The opennlp project is now the home of a set of java-based NLP tools which perform sentence detection, tokenization, pos-tagging, chunking and parsing, named-entity detection, and coreference.
These tools are not inheriently useful by themselves, but can be integrated with other software to assist in the processing of text. As such, the intended audience of much of this documentation is software developers who are familar with software development in Java.
In its previous life, OpenNLP was used to hold a common infrastructure code for the opennlp.grok project. The work previously done can be found in the final release of that project available on the main project page.
What follows covers:
The current version and installation instructions
can be found here:
The build instructions only work for the source distribution of OpenNLP, because the binary distribution does not contain any source code.
Ok, let's build the code. First, make sure your current working directory is where the pom.xml file is located. If you have maven installed then you can simply run "mvn install" from this directory.
If everything is right this command will compile, test and install OpenNLP into your local maven repository. The tests can take a few minutes, be patient. A copy of the jar file will also be placed in the newly created target folder.
OpenNLP is also distributed via a maven repository, if you want to use OpenNLP with maven you should add our repository to your pom.xml file.
In order to use OpenNLP in your project, you must define a dependency on opennlp.tools. The dependency to the opennlp.maxent project will be automatically resolved by maven.
Models have been trained for various of the component and are required unless one wishes to create their own models exclusivly from their own annotated data. These models can be downloaded clicking here or the "Models" link at opennlp.sourceforge.net. The models are large (especially the ones for the parser). You may want to just fetch specific ones.
To run any of these tools on UNIX
or on windows
java -jar opennlp-tools-1.5.0.jar
inside the opennlp directory of the binary distribution. The tools will then print out a list of possible commands for the various components.
Further instruction on howto to use these tools can be found in our wiki.
Some of the components require processing by the previous component. Most of these take a single argument which is the location of the model for this component. The exception is coref which requires a model directory, and the namefinder which can also take a list of models.
Examples: These example are simply that, examples, and are not a recommendation that you run the tools this way. It's in fact very inefficient. However, this should give you an idea of what the tools can do and the kind of input they assume. Developers should know to look at the ComponentNameTool classes inside the opennlp.tools.cmdline package to see how to set up a particular component for use.
The examples below use the english models and assume that you downlaoded the models into a sub-directory called "models".
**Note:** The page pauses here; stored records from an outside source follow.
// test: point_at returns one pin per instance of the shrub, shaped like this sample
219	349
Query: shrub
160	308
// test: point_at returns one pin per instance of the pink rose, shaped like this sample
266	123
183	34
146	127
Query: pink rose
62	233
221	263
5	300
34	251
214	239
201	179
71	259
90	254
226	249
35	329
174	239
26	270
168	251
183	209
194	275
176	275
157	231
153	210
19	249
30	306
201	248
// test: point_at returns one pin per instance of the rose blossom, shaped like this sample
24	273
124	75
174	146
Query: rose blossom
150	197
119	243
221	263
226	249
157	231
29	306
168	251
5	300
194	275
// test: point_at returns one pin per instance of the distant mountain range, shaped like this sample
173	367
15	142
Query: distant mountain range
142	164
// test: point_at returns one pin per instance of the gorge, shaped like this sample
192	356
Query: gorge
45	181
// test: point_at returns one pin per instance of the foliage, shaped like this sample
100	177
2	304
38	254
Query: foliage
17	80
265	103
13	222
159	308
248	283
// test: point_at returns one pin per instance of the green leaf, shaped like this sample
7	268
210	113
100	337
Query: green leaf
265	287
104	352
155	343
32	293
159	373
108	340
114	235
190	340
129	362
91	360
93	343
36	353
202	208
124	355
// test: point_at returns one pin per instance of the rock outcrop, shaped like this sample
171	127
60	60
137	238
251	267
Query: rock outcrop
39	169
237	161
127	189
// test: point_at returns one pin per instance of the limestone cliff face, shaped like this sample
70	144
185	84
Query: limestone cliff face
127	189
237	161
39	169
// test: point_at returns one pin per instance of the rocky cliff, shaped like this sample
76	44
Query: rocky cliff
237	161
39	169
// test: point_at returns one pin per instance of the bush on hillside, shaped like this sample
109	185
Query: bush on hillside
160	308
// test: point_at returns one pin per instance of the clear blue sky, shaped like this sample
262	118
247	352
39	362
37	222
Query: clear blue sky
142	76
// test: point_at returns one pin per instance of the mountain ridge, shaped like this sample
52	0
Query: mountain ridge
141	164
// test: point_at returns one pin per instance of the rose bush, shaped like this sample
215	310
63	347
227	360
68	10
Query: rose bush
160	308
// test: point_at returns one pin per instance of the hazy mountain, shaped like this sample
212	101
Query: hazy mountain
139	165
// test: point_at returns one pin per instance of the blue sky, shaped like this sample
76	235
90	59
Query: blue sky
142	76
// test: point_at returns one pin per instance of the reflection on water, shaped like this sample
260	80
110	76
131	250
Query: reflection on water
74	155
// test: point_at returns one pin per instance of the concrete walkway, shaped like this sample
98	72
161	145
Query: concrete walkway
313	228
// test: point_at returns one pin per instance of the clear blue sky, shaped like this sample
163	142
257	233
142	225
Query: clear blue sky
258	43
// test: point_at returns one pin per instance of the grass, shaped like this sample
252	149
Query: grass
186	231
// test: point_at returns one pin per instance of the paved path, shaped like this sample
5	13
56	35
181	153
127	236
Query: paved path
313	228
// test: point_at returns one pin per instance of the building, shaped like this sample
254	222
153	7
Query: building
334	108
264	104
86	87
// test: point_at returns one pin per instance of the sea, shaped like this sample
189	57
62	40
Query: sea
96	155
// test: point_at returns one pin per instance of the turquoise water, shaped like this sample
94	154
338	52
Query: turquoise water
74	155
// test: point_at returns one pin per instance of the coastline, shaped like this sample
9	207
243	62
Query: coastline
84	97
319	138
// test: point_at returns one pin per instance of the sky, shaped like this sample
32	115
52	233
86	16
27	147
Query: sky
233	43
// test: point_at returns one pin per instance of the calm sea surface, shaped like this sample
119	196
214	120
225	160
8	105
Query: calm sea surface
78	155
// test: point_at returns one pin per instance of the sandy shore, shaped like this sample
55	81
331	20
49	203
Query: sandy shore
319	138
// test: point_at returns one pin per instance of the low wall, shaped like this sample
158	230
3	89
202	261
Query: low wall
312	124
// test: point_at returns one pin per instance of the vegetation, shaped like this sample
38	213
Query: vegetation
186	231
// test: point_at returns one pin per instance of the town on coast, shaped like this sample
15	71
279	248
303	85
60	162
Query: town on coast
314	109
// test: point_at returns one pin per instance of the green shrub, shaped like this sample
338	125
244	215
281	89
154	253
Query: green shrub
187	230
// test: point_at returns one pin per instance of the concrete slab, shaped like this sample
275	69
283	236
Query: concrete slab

bin/opennlp SentenceDetector models/en-sent.bin < text | bin/opennlp TokenizerME models/en-token.bin
bin/opennlp SentenceDetector models/en-sent.bin < text | bin/opennlp TokenizerME models/en-token.bin | bin/opennlp POSTagger models/en-pos-maxent.bin
bin/opennlp SentenceDetector models/en-sent.bin < text | bin/opennlp TokenizerME models/en-token.bin | bin/opennlp POSTagger models/en-pos-maxent.bin | bin/opennlp Chunker models/en-chunker.bin
bin/opennlp SentenceDetector models/en-sent.bin < text | bin/opennlp TokenizerME models/en-token.bin | bin/opennlp Parser models/en-parser.bin
bin/opennlp SentenceDetector models/en-sent.bin < text | bin/opennlp SimpleTokenizer | bin/opennlp TokenNameFinder models/en-ner-person.bin models/en-ner-location.bin
java opennlp.tools.lang.english.SentenceDetector \ opennlp.models/english/sentdetect/EnglishSD.bin.gz < text | java opennlp.tools.lang.english.Tokenizer \ opennlp.models/english/tokenize/EnglishTok.bin.gz | java -Xmx350m opennlp.tools.lang.english.TreebankParser -d \ opennlp.models/english/parser | java -Xmx350m opennlp.tools.lang.english.NameFinder -parse \ opennlp.models/english/namefind/*.bin.gz | java -Xmx200m -DWNSEARCHDIR=$WNSEARCHDIR \ opennlp.tools.lang.english.TreebankLinker opennlp.models/english/coref
In the example above $WNSEARCHDIR is the location of the "dict" directory for your WordNet 3.0 installation. WordNet can be obtained at here.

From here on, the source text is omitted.